Welcome to PASERATI - a bootleg TypeScript runtime implementation written in Go. Unlike traditional TypeScript toolchains, Paserati runs TypeScript code directly without transpiling to JavaScript. And yes, that means it will also run some version of JavaScript!
Pops the hood, looks around, slams the hood shut.
Paserati aims to be performance-adjacent, like any other JavaScript engine written in Go, but with loftier ambitions to overtake all of them. It compiles TypeScript directly to bytecode for a register-based virtual machine, skipping the JavaScript middle-man entirely. For now, the main optimization is inline caches (ICs) for property access - no fancy optimization wizardry, yet.
Lights a cigarette.
- Quality Entertainment: Feel the rush of running TypeScript without a bulky V8.
- Education: Testbed for solo large-scale software engineering with AI assistance.
- Utility: Eventually become a useful embedded scripting language for Go applications.
- Decent Runtime Performance: Beat the fastest existing JS engine implemented in Go.
Tosses 2/3 of the cigarette out the window.
- Utility: Don't expect this to ever replace your TypeScript toolchain. Go see microsoft/typescript-go for that.
- Performance on par with real engines: I'm not going to make a JIT in Go, I'll stop just short of that.
- Full feature parity with TypeScript or ECMAScript: Keeping this in sync with all the quirks of the language is a full-time job in itself.
Lights another cigarette, curses at the cigarette, throws it out the window.
Here's some TypeScript that actually works:
type Cucumber = number;
const Y = <T>(f: any): any =>
((x: any): any => f((y: T) => x(x)(y)))((x: any): any =>
f((y: T) => x(x)(y))
);
const factorial = Y(
(f: any) =>
(n: Cucumber): Cucumber =>
n <= 1 ? 1 : n * f(n - 1)
);
console.time("factorial");
console.log(factorial(10)); // 3628800
console.timeEnd("factorial"); // factorial: 0.016ms
Turns the ignition key, there is a click, tires go flat
# Run the REPL
./paserati
# Execute a script
./paserati path/to/script.ts
# Run the test suite
go test ./tests/...
Scratches a nasty red spot on the roof.
The engine's warmed up and running decent up until the first bend!

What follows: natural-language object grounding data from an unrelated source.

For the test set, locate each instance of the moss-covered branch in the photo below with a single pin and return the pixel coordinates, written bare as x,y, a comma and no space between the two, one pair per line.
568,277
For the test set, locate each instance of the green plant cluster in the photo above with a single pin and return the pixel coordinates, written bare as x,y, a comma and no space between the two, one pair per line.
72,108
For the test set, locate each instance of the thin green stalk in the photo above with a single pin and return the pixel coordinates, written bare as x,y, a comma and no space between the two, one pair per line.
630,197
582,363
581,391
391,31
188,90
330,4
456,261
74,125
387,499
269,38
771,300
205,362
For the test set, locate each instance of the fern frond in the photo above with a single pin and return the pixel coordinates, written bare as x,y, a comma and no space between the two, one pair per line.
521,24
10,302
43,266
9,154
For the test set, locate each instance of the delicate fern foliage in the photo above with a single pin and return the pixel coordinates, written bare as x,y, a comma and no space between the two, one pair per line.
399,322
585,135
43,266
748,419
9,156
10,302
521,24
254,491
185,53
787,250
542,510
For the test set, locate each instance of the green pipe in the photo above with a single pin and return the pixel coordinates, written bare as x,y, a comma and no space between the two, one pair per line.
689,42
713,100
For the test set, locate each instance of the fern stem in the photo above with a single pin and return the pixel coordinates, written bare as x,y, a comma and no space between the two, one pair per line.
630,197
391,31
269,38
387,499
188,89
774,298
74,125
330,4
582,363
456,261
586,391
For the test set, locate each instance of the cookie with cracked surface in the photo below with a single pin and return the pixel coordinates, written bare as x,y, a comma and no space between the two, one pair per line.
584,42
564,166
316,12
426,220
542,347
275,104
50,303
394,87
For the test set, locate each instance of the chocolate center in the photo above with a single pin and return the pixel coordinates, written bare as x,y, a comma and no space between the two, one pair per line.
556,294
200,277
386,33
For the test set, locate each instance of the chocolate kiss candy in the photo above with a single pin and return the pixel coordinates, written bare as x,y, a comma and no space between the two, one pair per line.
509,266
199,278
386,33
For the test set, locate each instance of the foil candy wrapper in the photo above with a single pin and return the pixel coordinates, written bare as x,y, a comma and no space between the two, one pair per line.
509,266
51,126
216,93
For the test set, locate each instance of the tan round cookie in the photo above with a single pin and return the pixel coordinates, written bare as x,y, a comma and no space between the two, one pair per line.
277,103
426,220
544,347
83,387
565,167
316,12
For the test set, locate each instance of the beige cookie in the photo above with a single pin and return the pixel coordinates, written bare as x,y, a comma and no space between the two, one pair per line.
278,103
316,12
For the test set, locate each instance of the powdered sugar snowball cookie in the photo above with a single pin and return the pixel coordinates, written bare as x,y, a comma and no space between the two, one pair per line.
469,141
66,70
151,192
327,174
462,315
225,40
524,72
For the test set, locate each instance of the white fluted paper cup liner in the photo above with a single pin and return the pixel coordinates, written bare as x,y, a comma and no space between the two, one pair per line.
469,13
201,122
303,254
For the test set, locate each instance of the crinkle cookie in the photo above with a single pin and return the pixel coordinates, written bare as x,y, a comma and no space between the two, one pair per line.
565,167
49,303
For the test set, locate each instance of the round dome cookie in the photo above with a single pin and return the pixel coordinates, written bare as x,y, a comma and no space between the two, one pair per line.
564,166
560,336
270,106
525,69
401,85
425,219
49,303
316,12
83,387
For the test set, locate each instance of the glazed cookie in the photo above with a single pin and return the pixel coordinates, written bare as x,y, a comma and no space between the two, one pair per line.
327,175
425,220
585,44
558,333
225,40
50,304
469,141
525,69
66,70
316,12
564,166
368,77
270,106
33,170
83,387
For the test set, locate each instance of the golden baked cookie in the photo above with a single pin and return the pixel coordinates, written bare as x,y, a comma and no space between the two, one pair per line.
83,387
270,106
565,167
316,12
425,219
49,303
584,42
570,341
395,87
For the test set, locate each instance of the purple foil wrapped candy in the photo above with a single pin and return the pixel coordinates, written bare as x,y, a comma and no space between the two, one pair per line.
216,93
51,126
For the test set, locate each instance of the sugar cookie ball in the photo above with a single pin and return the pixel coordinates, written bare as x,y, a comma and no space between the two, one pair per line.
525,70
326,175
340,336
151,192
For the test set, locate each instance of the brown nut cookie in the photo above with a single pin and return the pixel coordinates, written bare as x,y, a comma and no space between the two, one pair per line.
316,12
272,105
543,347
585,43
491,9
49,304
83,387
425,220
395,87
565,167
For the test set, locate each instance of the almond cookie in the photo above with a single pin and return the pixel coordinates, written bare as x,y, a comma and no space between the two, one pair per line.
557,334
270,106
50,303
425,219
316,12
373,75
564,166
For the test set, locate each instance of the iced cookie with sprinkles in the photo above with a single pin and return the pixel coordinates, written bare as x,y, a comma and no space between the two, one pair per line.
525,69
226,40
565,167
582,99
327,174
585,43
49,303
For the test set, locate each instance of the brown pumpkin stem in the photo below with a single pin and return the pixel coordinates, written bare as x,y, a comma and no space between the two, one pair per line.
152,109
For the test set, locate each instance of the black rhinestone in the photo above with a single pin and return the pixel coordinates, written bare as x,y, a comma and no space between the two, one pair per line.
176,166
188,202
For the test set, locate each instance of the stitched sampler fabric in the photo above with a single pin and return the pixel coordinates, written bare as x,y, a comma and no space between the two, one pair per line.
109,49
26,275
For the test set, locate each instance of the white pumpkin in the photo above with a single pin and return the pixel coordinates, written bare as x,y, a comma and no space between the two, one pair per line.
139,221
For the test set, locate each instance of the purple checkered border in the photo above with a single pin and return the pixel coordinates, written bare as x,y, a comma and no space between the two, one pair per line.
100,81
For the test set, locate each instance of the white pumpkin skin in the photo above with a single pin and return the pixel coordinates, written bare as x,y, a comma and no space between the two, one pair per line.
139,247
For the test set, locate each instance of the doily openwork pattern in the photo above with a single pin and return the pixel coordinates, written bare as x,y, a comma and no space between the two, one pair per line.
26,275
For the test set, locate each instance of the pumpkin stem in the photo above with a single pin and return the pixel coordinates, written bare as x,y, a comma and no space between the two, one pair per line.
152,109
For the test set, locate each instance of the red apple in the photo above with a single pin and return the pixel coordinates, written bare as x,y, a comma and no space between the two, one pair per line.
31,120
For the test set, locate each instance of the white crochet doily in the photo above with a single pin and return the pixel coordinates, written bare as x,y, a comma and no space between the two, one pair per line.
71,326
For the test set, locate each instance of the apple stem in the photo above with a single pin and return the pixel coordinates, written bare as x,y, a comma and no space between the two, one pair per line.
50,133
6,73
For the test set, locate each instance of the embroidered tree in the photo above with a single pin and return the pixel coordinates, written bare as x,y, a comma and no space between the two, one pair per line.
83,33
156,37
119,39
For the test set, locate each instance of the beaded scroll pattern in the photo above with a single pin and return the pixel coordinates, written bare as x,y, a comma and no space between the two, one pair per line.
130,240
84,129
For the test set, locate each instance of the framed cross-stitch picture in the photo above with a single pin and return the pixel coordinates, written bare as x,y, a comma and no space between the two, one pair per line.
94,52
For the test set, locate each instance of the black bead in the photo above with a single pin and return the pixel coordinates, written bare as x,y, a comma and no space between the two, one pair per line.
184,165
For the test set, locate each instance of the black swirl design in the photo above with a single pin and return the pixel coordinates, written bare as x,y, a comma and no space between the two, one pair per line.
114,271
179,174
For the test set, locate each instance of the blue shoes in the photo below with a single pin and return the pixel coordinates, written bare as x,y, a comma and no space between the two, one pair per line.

I've got the core language fundamentals working - variables, functions, objects, basic types, control flow. But let's be real about what's still missing:
Big Missing Pieces:
- No async/await - Don't have an event loop yet, so no async/await
Also Missing:
- WeakMap/WeakSet
- Decorators
- Namespaces
I'm not targeting any specific TypeScript or ECMAScript version - I'm just vibing in the workshop, implementing whatever seems fun or necessary. Sometimes that means skipping the hard stuff and sometimes it means going deep on random features that caught my interest.
See docs/bucketlist.md for the complete feature rundown.
Slaps the roof, it caves in.
I think it's slow, around 20x slower than V8. Takes about 626.6ms ± 29.0ms to compute the factorial of 10, 1 million times, on M1 Pro. This includes parsing, type checking, and compilation.
For comparison, goja takes about 1.007s ± 0.004s on the same machine running the same benchmark with types erased.
Stripped paserati
binary is 4.2MB, it includes the runtime, the compiler, the type checker, and the virtual machine.
Seriously, why would you want to contribute to this? …But if you do, I'm both terrified and thrilled. PRs and issues are welcome.
This project is licensed under the MIT License.
This project is made with heavy use of AI. Google Gemini 2.5 Pro and Claude Sonnet 4 wrote almost all the code so far under more or less careful direction and scrutiny - also known as "vibe coding but when you know what you're doing".
That fun sticker at the top of the README? It's made with GPT-4o's image generation.
While I understand that some people might have reservations about using AI to write code, or using AI to do anything, I would like to reserve the right to avoid having to justify my choices.
Remember: Pedal to the metal, or just pedal faster.